Scope pushed the gun into the back of his trousers and went over to the bed. She looked pale and listless, and he could see that she was in a lot of pain.
‘How are you feeling?’
‘I feel numb, and it hurts …’ She stopped, and Scope could tell that she was making an effort to keep things together for Ethan’s sake. ‘But I’m OK. When do you think the police will have us out of here?’
‘I don’t know. It could be a while.’
‘Then I’ve got a bit of a problem. I’m a Type One diabetic, and the insulin’s back in my room.’ She looked apologetic. ‘I forgot about it in all the commotion.’
Scope nodded slowly. ‘When do you need to inject yourself again?’
‘When I next eat. Ideally, it should be about seven thirty, but I could hold on a while after that.’
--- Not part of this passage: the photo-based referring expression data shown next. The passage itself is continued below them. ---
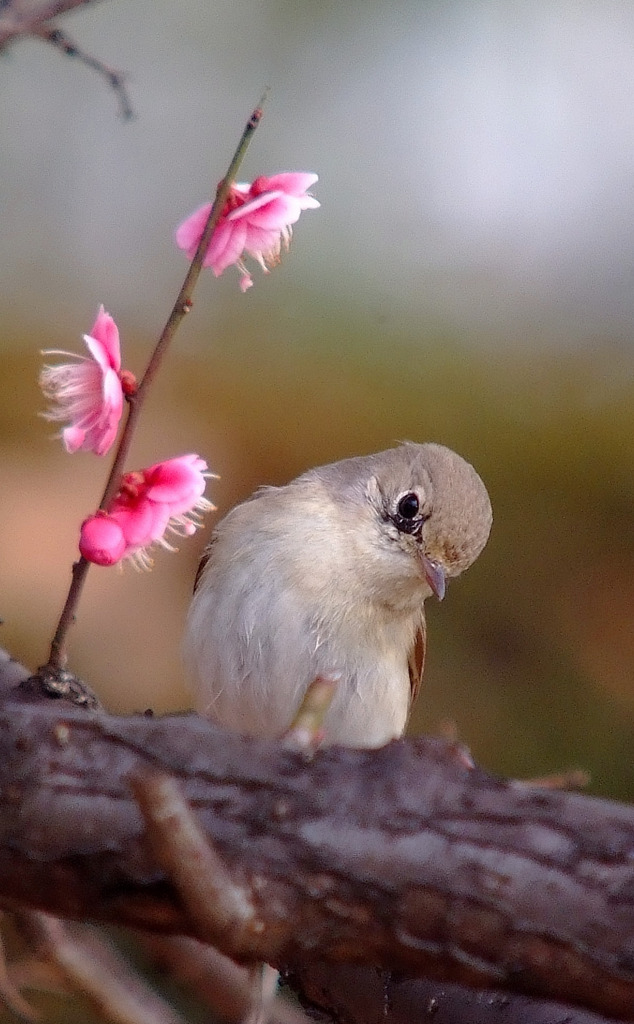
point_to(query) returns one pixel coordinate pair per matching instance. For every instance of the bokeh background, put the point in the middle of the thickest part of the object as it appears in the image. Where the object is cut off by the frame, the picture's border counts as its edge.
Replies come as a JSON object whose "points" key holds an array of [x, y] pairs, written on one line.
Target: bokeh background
{"points": [[469, 279]]}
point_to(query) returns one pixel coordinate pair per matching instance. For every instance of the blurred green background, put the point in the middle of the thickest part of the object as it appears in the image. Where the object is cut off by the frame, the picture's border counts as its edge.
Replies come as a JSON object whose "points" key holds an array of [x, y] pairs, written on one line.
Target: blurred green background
{"points": [[468, 280]]}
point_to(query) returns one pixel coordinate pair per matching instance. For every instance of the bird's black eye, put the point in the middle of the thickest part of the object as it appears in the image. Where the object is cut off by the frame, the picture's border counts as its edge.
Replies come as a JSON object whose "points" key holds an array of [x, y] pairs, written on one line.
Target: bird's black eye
{"points": [[409, 506]]}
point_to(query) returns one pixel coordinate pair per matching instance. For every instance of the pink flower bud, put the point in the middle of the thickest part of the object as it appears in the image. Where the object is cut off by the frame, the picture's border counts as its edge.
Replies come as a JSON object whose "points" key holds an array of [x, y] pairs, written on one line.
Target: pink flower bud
{"points": [[101, 541]]}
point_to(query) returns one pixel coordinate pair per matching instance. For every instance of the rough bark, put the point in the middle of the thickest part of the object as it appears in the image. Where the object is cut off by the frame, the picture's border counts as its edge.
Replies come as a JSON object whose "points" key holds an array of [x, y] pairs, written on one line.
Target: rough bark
{"points": [[400, 857]]}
‘Will the gunshot wound affect the timing?’
‘I don’t think so.’
‘Don’t worry,’ Scope told her, ‘I’ll go back to your room and get it, but if you’re OK, I’ll leave it a little while until things have calmed down. The terrorists will have discovered the two I killed by now, and they’re not going to be pleased.’
‘Of course.’ She smiled weakly. ‘Thank you for doing this for us.’
‘It’s fine. I’ll make sure you and your son stay safe, I promise.’
But even as he spoke the words he wondered if he wasn’t making a big mistake by playing the Good Samaritan.